The Bay of Bengal, which generates nearly 80 percent of North Indian Ocean cyclones, is particularly influenced by heat stored beneath the sea surface. This subsurface heat acts as a sustained energy reservoir, enabling rapid intensification once atmospheric conditions turn favourable.
The research team — comprising Dr P Suneeta, Dr TVS Udaya Bhaskar, and Dr E Pattabhi Rama Rao from the ocean data management group at INCOIS, and Prof SSVS Ramakrishna and Prof CV Naidu from the department of meteorology and oceanography at Andhra University — developed and tested two modified versions of the GPI.
While the conventional index, known as GPIK, uses only atmospheric parameters, the enhanced versions — GPIS and GPIS1 — integrate Upper Ocean Heat Content (UOHC) and Sea Surface Height (SSH). UOHC measures the total thermal energy stored in the upper layers of the ocean, not just at the surface, while SSH rises when warm water expands, indicating deeper and more energetic warm pools beneath the surface.

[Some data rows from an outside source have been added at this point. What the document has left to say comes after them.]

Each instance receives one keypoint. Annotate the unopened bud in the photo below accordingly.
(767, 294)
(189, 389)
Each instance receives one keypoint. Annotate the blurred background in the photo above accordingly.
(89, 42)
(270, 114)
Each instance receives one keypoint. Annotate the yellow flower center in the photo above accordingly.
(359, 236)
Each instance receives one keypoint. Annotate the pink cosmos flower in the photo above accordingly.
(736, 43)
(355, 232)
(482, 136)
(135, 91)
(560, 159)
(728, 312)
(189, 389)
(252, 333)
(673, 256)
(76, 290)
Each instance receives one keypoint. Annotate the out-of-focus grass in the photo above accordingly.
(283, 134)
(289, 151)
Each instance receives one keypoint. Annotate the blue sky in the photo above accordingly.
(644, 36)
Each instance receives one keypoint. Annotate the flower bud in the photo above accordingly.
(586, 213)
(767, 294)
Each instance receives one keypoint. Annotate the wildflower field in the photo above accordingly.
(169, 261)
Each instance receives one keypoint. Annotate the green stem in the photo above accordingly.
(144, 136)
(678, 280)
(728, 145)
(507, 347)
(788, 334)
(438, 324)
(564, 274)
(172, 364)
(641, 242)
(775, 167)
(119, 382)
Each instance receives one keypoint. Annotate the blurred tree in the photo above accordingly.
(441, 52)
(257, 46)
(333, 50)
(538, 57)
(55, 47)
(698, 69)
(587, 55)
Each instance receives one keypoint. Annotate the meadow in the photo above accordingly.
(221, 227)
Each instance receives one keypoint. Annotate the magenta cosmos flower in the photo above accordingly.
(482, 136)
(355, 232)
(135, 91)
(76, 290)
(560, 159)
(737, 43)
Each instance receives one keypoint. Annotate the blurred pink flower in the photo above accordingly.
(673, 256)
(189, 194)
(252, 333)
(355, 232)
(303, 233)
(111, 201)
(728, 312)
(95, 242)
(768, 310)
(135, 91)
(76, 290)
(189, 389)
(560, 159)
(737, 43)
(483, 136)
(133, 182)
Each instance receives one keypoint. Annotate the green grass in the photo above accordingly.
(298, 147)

Dr Suneeta said the study analysed four post-monsoon cyclones that formed between 2016 and 2022 — Kyant, Bulbul, Burevi, and Mandous — to evaluate how much these ocean parameters improve forecasting skill. "Each cyclone was monitored for five days prior to its official genesis, allowing a direct comparison of how early different indices detected favourable conditions," said the INCOIS scientist.
Across all four cyclones, a consistent pattern emerged. The traditional atmospheric-only index was often late or inconsistent, whereas the ocean-integrated indices detected early warning signals sooner and more clearly. "Incorporating ocean parameters into cyclone genesis forecasting represents a major step forward for the Bay of Bengal region. With further testing and operational integration, the approach could help India move from short-notice cyclone alerts to earlier, anticipatory preparedness, reducing both human and economic losses in one of the world's most cyclone-prone regions," she added.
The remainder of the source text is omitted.